New engine regulations in Formula 1 are scheduled for 2025, but moves to use biofuel in the sport mean that the new engine regulations could be postponed for a further 12 months.
GrandPrix.com reports that top car manufacturer officials, including Red Bull team owner Dietrich Mateschitz and also the CEOs of Audi and Porsche, met in Austria to discuss the new rules that are scheduled to debut in 2025.
Formula 1 officials described the talks as positive and productive and said that further information from the meeting will be forthcoming in due time.

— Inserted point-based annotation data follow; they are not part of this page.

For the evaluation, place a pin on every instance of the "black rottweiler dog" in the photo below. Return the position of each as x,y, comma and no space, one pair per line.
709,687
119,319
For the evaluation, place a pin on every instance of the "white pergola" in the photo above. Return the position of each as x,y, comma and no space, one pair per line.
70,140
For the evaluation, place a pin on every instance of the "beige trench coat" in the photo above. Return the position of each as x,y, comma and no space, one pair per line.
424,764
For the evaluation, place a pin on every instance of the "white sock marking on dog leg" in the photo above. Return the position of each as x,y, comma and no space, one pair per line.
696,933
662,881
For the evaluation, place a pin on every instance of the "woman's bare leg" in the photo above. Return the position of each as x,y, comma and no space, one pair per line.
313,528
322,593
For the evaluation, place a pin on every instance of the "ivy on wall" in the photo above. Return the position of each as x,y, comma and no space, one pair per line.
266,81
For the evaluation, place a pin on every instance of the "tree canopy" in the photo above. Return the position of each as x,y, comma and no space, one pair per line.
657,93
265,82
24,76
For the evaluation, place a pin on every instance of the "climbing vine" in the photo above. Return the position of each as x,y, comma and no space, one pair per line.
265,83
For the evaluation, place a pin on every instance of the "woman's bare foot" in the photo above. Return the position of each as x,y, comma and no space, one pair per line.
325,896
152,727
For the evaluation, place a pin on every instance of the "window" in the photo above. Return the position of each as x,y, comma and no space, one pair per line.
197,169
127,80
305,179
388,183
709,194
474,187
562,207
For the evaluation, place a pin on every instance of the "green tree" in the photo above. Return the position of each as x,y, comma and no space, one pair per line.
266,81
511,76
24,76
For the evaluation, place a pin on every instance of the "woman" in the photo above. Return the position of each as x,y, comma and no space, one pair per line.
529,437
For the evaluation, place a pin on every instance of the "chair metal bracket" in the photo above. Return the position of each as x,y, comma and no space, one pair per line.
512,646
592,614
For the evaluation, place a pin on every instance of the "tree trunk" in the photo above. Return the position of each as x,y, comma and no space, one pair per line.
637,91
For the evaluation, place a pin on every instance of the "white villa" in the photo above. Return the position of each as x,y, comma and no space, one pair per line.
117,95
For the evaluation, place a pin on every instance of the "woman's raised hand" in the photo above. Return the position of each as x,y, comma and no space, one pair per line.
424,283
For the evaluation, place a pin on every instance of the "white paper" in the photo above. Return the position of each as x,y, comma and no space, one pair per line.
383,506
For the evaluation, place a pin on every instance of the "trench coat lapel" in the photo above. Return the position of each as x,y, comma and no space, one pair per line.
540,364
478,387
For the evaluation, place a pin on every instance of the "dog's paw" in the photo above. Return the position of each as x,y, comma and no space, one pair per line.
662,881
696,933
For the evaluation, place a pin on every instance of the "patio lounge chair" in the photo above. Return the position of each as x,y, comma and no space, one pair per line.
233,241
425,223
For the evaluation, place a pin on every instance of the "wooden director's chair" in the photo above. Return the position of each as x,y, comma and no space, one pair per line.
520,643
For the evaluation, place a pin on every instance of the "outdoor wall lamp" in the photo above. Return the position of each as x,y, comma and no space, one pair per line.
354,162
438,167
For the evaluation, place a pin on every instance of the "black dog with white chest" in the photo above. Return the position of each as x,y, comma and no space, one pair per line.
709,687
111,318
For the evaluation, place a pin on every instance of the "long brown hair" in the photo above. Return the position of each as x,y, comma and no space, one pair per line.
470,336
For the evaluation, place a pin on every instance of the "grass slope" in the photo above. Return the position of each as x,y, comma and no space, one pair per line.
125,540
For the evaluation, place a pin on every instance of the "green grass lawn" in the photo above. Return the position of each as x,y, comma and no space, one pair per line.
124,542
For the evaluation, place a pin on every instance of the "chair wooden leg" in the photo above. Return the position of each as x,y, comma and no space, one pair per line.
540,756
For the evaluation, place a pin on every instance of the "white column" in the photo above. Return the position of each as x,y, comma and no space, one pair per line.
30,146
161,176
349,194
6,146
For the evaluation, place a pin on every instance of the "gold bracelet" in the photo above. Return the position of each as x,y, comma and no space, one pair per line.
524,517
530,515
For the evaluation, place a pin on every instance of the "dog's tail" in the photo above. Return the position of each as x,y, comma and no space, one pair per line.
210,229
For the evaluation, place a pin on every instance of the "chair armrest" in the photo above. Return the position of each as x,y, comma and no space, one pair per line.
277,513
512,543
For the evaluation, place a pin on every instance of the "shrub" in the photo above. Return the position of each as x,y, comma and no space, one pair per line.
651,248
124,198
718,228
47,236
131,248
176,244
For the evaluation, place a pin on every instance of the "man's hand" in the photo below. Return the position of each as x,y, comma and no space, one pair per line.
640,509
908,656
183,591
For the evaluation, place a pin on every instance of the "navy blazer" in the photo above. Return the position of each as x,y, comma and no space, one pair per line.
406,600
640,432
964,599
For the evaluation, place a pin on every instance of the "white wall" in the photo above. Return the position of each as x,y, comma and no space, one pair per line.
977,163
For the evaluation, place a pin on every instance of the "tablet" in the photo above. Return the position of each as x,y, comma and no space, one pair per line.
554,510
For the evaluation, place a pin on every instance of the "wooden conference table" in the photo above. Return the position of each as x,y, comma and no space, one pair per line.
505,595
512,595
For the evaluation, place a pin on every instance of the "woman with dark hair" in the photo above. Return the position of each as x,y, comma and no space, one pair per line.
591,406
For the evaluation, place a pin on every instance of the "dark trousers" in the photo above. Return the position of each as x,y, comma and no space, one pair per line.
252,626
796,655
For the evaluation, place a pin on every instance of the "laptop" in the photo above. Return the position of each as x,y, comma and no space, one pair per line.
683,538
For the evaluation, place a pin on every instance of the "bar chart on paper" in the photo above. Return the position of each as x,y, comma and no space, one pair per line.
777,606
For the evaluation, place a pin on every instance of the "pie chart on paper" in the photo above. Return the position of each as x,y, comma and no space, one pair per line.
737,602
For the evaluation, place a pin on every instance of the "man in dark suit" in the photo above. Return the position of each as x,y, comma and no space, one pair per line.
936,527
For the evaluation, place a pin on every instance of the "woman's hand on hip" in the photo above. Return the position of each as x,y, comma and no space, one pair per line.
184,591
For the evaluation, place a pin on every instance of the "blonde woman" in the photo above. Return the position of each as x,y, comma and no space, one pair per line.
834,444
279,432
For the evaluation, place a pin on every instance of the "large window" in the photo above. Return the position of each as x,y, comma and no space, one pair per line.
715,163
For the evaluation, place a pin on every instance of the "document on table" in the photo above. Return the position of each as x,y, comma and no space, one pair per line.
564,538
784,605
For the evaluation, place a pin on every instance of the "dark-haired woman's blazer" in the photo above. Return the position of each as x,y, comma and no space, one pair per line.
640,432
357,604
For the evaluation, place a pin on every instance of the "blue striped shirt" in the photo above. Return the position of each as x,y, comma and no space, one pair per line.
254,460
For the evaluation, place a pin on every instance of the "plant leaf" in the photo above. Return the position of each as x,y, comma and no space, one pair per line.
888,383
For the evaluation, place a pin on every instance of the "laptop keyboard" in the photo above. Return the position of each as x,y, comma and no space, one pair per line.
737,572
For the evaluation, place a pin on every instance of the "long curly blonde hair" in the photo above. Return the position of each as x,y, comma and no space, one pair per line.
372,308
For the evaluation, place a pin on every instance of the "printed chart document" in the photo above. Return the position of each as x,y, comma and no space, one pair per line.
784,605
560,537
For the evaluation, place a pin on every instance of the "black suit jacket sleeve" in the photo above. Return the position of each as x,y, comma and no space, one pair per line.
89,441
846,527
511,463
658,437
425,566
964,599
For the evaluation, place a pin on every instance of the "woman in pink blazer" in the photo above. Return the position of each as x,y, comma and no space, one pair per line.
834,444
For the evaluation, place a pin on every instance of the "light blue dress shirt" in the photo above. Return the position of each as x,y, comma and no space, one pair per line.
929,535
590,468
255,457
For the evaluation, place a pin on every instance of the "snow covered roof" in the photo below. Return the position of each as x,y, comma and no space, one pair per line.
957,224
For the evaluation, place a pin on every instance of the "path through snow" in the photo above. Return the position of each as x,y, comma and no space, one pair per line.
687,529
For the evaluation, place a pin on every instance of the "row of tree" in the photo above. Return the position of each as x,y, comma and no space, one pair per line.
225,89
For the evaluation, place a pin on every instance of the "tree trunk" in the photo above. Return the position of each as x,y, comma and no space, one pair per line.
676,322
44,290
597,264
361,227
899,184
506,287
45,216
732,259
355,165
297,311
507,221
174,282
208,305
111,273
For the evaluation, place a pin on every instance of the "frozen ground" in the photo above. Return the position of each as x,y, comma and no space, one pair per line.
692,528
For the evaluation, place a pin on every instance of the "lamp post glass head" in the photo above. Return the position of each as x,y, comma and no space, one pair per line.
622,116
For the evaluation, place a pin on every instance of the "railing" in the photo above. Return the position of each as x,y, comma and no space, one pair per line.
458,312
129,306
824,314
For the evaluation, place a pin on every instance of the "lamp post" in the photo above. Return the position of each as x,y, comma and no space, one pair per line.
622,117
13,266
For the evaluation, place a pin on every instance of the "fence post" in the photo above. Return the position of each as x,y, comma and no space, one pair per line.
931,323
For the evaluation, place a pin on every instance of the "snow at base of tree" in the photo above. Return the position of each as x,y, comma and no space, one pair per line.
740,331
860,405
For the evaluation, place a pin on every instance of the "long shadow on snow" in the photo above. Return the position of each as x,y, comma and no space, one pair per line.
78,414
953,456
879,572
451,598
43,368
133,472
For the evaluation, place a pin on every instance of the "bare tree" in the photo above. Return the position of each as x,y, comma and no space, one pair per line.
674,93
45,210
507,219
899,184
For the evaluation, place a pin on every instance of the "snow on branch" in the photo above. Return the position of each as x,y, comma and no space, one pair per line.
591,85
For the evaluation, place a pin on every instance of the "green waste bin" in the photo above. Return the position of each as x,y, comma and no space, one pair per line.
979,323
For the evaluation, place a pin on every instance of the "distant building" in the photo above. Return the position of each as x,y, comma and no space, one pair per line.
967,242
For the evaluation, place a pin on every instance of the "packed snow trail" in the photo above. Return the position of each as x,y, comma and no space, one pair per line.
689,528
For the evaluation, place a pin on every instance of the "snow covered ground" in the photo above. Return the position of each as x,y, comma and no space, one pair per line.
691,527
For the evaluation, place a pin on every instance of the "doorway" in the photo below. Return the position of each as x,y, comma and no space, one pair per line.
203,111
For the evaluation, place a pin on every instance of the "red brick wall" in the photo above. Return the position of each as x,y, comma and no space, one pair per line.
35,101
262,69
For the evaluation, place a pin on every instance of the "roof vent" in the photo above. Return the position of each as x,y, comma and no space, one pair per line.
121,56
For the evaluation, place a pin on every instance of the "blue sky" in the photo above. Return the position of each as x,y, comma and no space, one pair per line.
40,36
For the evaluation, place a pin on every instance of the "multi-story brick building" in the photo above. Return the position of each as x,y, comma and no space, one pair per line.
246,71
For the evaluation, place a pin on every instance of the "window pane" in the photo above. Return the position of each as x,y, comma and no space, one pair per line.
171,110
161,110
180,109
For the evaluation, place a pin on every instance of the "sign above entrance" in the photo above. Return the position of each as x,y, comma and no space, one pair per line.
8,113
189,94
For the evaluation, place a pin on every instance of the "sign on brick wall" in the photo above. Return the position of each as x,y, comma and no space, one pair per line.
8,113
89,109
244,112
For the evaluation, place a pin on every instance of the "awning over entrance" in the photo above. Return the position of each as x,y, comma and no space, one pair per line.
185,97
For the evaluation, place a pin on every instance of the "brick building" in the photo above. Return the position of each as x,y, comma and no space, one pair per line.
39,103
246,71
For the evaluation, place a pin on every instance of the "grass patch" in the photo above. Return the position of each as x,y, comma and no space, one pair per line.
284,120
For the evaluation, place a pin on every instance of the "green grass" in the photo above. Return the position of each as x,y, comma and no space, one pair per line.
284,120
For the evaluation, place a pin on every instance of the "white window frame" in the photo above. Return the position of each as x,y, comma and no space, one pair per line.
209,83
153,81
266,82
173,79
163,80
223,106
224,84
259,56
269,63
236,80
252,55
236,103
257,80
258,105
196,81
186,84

However, ahead of the meeting, Red Bull F1 team principal Christian Horner said the best way to create ‘a truly efficient, environmentally friendly, biofuel-powered engine from scratch’ that is also cost-effective would be to delay until 2026, and surprisingly, rivals Mercedes have agreed on the issue.
Mercedes team principal Toto Wolff said: “Perhaps we can find a compromise and extend the current regulations for another year.
“Everyone wants to be 100 per cent ready for the transition to the new regulations, but perhaps that is 2026. Formula 1 really needs to lead by example and meet the standards.”
He added that he doesn’t know what the solution will be, but an engine is needed that is in the area of electrification, and the development costs need to be lower than they currently are.
Wolff said another key feature of the new engine will be biofuels.
“Unfortunately, e-fuels are 10 years late to Formula 1, which is very negative,” former Mercedes motorsport boss Norbert Haug told European outlet Auto Bild.
“What is extremely positive, however, is that you can still feed the engines of tomorrow and get a sound from yesterday.”